Berlin - Die Corona-Zahlen in Berlin steigen. In den vergangen sieben Tagen steckten sich je 100.000 Einwohner durchschnittlich 27,2 Menschen an, wie das Robert-Koch-Institut (RKI) am Montag mitteilte. Am Montag vor einer Woche hatte die sogenannte Sieben-Tage-Inzidenz bei 23,8 gelegen.

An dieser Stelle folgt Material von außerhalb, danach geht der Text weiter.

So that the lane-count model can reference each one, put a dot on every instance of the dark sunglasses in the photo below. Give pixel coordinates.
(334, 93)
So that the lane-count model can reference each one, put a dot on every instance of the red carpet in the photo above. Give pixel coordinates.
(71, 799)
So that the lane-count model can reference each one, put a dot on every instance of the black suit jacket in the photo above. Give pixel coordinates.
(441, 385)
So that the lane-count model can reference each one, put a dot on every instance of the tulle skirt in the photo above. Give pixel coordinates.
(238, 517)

Die Hauptstadt verzeichnet damit unter den Bundesländern weiter den zweithöchsten Wert nach Hamburg.

Verglichen mit den Landkreisen und kreisfreien Städten liegt Friedrichshain-Kreuzberg mit 46,1 bundesweit an siebter Stelle. Treptow-Köpenick ist mit 8,6 vergleichsweise wenig betroffen.

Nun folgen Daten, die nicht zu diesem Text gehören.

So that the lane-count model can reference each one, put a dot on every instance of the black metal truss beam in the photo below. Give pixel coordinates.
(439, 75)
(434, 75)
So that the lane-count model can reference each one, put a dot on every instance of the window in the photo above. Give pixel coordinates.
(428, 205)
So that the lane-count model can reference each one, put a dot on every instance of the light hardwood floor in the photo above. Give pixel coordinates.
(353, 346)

Bundesweite Corona-Inzidenz liegt nun bei 17,8

Die bundesweite Sieben-Tage-Inzidenz bei den Corona-Neuinfektionen ist weiter gestiegen und liegt nun bei 17,8. Wie das RKI am Montagmorgen unter Berufung auf Angaben der Gesundheitsämter mitteilte, wurden binnen 24 Stunden 847 Neuinfektionen sowie ein weiterer Todesfall im Zusammenhang mit Covid-19 registriert.

Vor einer Woche lag die Inzidenz noch bei 14,3. Die Sieben-Tage-Inzidenz ist ein wesentlicher Maßstab für die Verschärfung oder Lockerung von Corona-Auflagen. Sie gibt die Zahl der Neuinfektionen pro 100.000 Einwohner innerhalb einer Woche an.

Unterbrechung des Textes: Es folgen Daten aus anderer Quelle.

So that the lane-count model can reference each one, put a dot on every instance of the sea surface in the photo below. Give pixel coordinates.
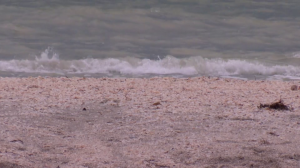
(248, 39)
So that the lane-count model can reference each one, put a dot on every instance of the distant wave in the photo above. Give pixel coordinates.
(51, 63)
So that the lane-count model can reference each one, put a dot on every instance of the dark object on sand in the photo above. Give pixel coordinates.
(294, 87)
(276, 105)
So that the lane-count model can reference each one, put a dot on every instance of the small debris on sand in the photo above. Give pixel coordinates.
(276, 105)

3.656.300 Genesene in Deutschland

Die Gesamtzahl der verzeichneten Corona-Ansteckungen in Deutschland seit Beginn der Pandemie liegt den Angaben zufolge bei 3.772.109. Insgesamt wurden bislang 91.660 Corona-Tote gemeldet. Die Zahl der von einer Corona-Infektion Genesenen gibt das RKI mit rund 3.656.300 an.

In der Regel liegt die Zahl der Neuinfektionen am Wochenende und am Montag niedriger als im Wochendurchschnitt, weil an den Wochenenden weniger getestet wird und weniger Testergebnisse übermittelt werden.